In the fall of 2021, 39-year-old Krista Lehman quit her job as a program assistant at a Vancouver post-secondary institution to take a mental health break and pursue other career options.
When it came to her defined benefit pension plan, her employer’s human resources department provided her with a package that offered her the choice of taking the commuted value of her pension — a lump sum based on a calculation of what the future pension is worth now — or keeping the money in her pension plan until 2047, when she would start receiving monthly payments.
“I was shocked at how much money I had,” Lehman said. “I had never had this amount of money in my bank account before.”
For millennials who haven’t yet had a chance to invest outside of mandatory employee pension contributions, figuring out what to do with a pension plan after leaving a job can be daunting.
In Lehman’s case, she felt having autonomy over how to invest her money was more attractive than leaving it with her former employer.
“I wanted to more of an active participant in my savings and in my retirement planning than I had in the past, so this felt like an opportunity to do that,” she said.
“I also wanted to make ethical decisions about where my money sits.”

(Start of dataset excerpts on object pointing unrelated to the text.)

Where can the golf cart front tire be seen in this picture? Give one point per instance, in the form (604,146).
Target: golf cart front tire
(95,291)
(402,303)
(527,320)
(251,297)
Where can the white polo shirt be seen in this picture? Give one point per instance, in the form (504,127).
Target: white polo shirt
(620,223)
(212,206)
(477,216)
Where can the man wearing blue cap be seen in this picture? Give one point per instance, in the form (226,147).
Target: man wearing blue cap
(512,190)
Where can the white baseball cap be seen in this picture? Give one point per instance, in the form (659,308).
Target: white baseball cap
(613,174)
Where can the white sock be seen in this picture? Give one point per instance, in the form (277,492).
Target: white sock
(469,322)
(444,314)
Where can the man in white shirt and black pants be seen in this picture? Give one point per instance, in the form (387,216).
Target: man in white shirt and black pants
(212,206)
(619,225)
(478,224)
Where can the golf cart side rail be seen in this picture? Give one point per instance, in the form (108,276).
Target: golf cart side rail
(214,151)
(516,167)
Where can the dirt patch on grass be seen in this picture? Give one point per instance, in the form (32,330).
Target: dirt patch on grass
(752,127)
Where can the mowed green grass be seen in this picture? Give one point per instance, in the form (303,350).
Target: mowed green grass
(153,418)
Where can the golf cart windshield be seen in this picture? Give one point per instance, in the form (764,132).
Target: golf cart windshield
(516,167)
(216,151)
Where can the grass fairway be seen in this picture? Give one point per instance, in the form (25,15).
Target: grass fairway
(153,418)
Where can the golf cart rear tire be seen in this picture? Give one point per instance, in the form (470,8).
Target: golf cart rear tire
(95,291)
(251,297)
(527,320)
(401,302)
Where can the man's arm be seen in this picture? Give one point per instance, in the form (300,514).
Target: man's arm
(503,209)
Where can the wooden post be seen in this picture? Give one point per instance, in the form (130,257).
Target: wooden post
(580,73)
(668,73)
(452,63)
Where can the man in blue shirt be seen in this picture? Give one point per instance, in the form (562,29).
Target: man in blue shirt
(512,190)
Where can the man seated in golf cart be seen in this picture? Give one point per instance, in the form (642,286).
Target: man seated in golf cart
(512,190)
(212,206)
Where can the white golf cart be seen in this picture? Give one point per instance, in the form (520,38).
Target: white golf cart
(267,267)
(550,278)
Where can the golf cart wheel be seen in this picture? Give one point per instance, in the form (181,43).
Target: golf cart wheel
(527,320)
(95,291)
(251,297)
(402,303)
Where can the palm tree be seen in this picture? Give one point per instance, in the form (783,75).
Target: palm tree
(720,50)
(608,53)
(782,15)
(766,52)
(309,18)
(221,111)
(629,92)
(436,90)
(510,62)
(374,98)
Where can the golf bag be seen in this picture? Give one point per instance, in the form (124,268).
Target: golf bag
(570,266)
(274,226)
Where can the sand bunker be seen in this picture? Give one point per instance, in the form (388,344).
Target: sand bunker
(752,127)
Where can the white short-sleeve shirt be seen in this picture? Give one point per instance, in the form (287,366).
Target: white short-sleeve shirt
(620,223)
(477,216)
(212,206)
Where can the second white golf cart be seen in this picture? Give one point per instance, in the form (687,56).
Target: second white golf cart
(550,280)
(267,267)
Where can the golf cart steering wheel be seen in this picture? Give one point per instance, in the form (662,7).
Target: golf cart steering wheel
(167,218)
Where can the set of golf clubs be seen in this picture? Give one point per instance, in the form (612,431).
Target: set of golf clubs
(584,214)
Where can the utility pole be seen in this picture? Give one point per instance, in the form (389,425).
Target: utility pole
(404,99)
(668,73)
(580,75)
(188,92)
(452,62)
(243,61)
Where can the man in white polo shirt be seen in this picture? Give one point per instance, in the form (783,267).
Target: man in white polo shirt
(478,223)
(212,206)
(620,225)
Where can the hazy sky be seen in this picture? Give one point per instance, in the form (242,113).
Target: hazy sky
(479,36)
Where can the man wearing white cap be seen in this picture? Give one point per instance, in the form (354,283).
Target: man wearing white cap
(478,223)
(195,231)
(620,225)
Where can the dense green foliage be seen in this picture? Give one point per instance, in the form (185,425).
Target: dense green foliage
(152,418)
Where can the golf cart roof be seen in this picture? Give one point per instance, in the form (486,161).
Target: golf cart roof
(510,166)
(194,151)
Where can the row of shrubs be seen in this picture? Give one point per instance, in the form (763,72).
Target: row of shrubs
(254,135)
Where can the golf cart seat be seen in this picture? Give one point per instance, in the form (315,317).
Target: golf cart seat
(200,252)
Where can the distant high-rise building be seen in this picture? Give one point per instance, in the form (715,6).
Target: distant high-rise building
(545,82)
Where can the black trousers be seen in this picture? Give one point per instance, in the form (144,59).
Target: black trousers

Lehman took the full commuted value, putting nearly 50 per cent in a Locked-In Retirement Account (LIRA), approximately 33 per cent in a Registered Retirement Savings Account, and cashed out the other 17 per cent to handle current expenses, like a new computer.
Each employee will get their own set of choices when they leave a job, and those choices will differ even further depending on whether they have a defined benefit pension plan or a defined contribution plan, said Liz Schieck, certified financial planner at the New School of Finance in Toronto.
Deciding what exactly to do with a pension can be overwhelming, Schieck added, which is why she recommends clients take some time to think it through and seek the advice of an unbiased financial planner if possible.
When it comes to defined benefit pension plans, Schieck sees clients most commonly decide between leaving the pension with their employer, transferring it to their new employer’s pension plan or taking the pension and investing it elsewhere.
In this situation, it comes down to confidence and comfort levels. “Some individuals might feel more averse to investing it in the market themselves, while others might feel less confidence in a pension,” Schieck said
In the latter case, those in their 20s and 30s might not feel confident that a company is going to continue to exist when they retire and throughout that retirement.
For those that decide to take the pension with them, putting that money into a LIRA, and any remaining money into an RRSP if you have available room, means that it won’t count as taxable income. However, if you don’t put remaining funds, outside of a LIRA, in an RRSP, you’ll get a check and that money will be taxed, Schieck said.
If someone is weighed down by student debt, that money can make a big difference in helping to pay it off.
But the decision of whether to put it in an RRSP or take the tax hit is not one-size-fits all, Schieck said.
“It depends on what tax rate you’re going to pay, what tax bracket you’re in, what debt you have, what’s the interest rate on, and what other savings capacity you will have going forward. This is why it’s great to get advice.”
When it comes to a defined contribution plan, the decision can sometimes be simpler because there are less choices. The defined contribution plan already acts as an investment account, Schieck said. There’s a set amount of money that you can either keep in the plan or invest in a locked-in account elsewhere. There’s also an option to buy an annuity, but they’re a much less popular route.
When quitting a job with a defined contribution plan, the decision about whether to take the pension with you is dependent upon what products you want to invest in and where, Shieck said.
For example, those that take the pension with them might feel more comfortable keeping their investments at their own bank, or want to be more selective about their investments, like Lehman, who wanted to ensure her investments are ethical.